05 Oct Evaluating Prospective Commercial Real Estate Tenants
Commercial property owners looking to fill vacancies should always evaluate prospective tenants before agreeing to enter into a lease. There is little to be gained from entering into a lease with a commercial tenant if that tenant won’t be able to fulfill the terms of the lease.
There are a number of factors that owners should consider when evaluating tenants, and they fall into two main categories: (1) the prospective tenant’s financial stability; and (2) the prospective tenant’s potential for success.
The prospective tenant must be able to afford the rent that you set. Its overall financial condition should be sound and one of the best ways to determine whether this is the case is to see if they pay their bills on time. Having a reputable credit agency do a credit check on the tenant is a simple and fast way to determine financial stability. You can also talk to the tenant’s main suppliers and its current landlord.
An examination of the tenant’s assets is also essential. Ask to see the tenant’s financial records, study them carefully, and discuss with the prospective tenant’s accountant any questions you may wish to have clarified.
Potential For Success
Once you are satisfied that the prospective tenant is financially stable, you must ask the question: Will the tenant be successful in your center?
To answer this question you can consider the following:
- The tenant’s reputation at its present location.

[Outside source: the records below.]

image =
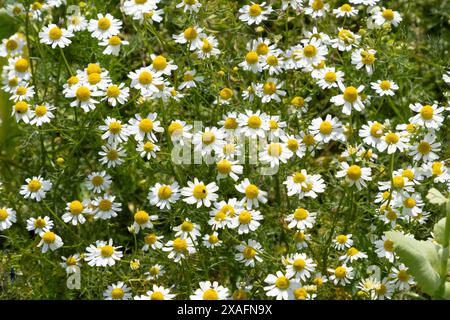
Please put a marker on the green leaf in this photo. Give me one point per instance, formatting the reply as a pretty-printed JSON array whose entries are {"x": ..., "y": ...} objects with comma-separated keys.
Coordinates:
[
  {"x": 422, "y": 259},
  {"x": 436, "y": 197},
  {"x": 439, "y": 231}
]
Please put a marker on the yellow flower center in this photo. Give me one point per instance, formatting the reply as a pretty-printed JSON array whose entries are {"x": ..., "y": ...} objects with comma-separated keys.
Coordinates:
[
  {"x": 21, "y": 107},
  {"x": 34, "y": 185},
  {"x": 354, "y": 172},
  {"x": 427, "y": 112},
  {"x": 179, "y": 244},
  {"x": 141, "y": 217},
  {"x": 157, "y": 295},
  {"x": 104, "y": 23},
  {"x": 210, "y": 294},
  {"x": 83, "y": 93},
  {"x": 224, "y": 166},
  {"x": 49, "y": 237},
  {"x": 208, "y": 138},
  {"x": 249, "y": 253},
  {"x": 325, "y": 127},
  {"x": 251, "y": 191},
  {"x": 388, "y": 14},
  {"x": 282, "y": 283},
  {"x": 300, "y": 214},
  {"x": 21, "y": 65},
  {"x": 117, "y": 293},
  {"x": 200, "y": 191},
  {"x": 392, "y": 138},
  {"x": 76, "y": 207},
  {"x": 245, "y": 217},
  {"x": 340, "y": 272},
  {"x": 385, "y": 85},
  {"x": 3, "y": 214},
  {"x": 145, "y": 77},
  {"x": 105, "y": 205},
  {"x": 255, "y": 10},
  {"x": 55, "y": 33},
  {"x": 252, "y": 57},
  {"x": 190, "y": 34},
  {"x": 309, "y": 51},
  {"x": 159, "y": 63}
]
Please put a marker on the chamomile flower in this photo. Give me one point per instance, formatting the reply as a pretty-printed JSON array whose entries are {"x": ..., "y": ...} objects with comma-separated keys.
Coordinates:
[
  {"x": 210, "y": 291},
  {"x": 299, "y": 266},
  {"x": 146, "y": 80},
  {"x": 189, "y": 5},
  {"x": 352, "y": 254},
  {"x": 49, "y": 240},
  {"x": 76, "y": 23},
  {"x": 345, "y": 40},
  {"x": 364, "y": 58},
  {"x": 253, "y": 124},
  {"x": 113, "y": 45},
  {"x": 35, "y": 188},
  {"x": 102, "y": 254},
  {"x": 252, "y": 194},
  {"x": 248, "y": 221},
  {"x": 157, "y": 293},
  {"x": 270, "y": 90},
  {"x": 71, "y": 263},
  {"x": 355, "y": 175},
  {"x": 193, "y": 36},
  {"x": 274, "y": 153},
  {"x": 401, "y": 279},
  {"x": 41, "y": 114},
  {"x": 427, "y": 115},
  {"x": 384, "y": 87},
  {"x": 330, "y": 78},
  {"x": 385, "y": 248},
  {"x": 349, "y": 99},
  {"x": 301, "y": 219},
  {"x": 112, "y": 155},
  {"x": 327, "y": 130},
  {"x": 22, "y": 112},
  {"x": 280, "y": 286},
  {"x": 426, "y": 149},
  {"x": 98, "y": 181},
  {"x": 387, "y": 16},
  {"x": 317, "y": 8},
  {"x": 200, "y": 194},
  {"x": 105, "y": 207},
  {"x": 117, "y": 291},
  {"x": 23, "y": 92},
  {"x": 392, "y": 141},
  {"x": 345, "y": 10},
  {"x": 255, "y": 13},
  {"x": 179, "y": 249},
  {"x": 55, "y": 36},
  {"x": 39, "y": 224},
  {"x": 248, "y": 253},
  {"x": 190, "y": 80},
  {"x": 75, "y": 211},
  {"x": 152, "y": 241},
  {"x": 343, "y": 241},
  {"x": 179, "y": 132},
  {"x": 211, "y": 139},
  {"x": 164, "y": 195},
  {"x": 7, "y": 218},
  {"x": 104, "y": 27},
  {"x": 342, "y": 275}
]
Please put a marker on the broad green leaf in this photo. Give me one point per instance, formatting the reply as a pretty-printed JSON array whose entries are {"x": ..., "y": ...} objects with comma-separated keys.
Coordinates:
[
  {"x": 422, "y": 259},
  {"x": 436, "y": 197},
  {"x": 439, "y": 231}
]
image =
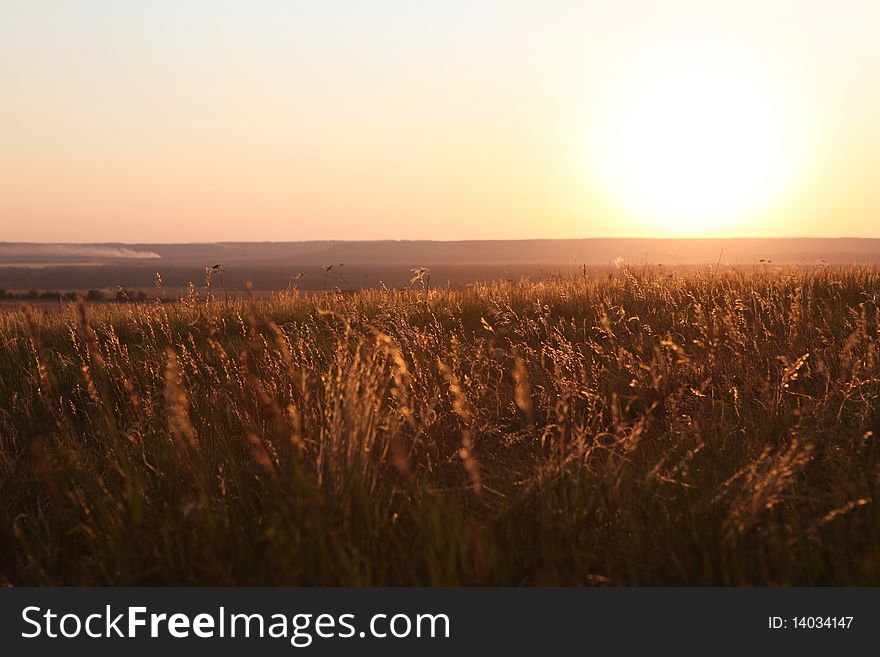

- The tenant’s sales volume. In the retail business, a turnover of stock at the rate of four to five times a year is considered good.
- The trend of the tenant’s sales. Has the tenant’s sales been increasing from year to year?
- The type of merchandise the tenant will be selling in your center. You’ll look to avoid duplications with other tenants in the center.
- The profile of the tenant’s average customer at its present location.
- How efficiently is the tenant’s business now being run? Is the efficiency or inefficiency likely to continue?
- The nature and extent of the tenant’s advertising.
What To Do When a Tenant Has No Track Record?
The previous suggestions work well with prospective tenants that have an established record, who have been in business and therefore offer tangible evidence of performance.
But what about a newly owned business that wants to rent space in your commercial property as its first-ever place of business?
You should appraise this kind of prospective tenant by using the same two key standards: financial stability and potential for success. But instead of looking at past records, you will be predicting and forecasting and making judgments about the prospective tenant’s ability, ideas, and business expertise. It is a riskier situation for you as owner-manager, but one that can pay great dividends if that new business generates new interest in your property.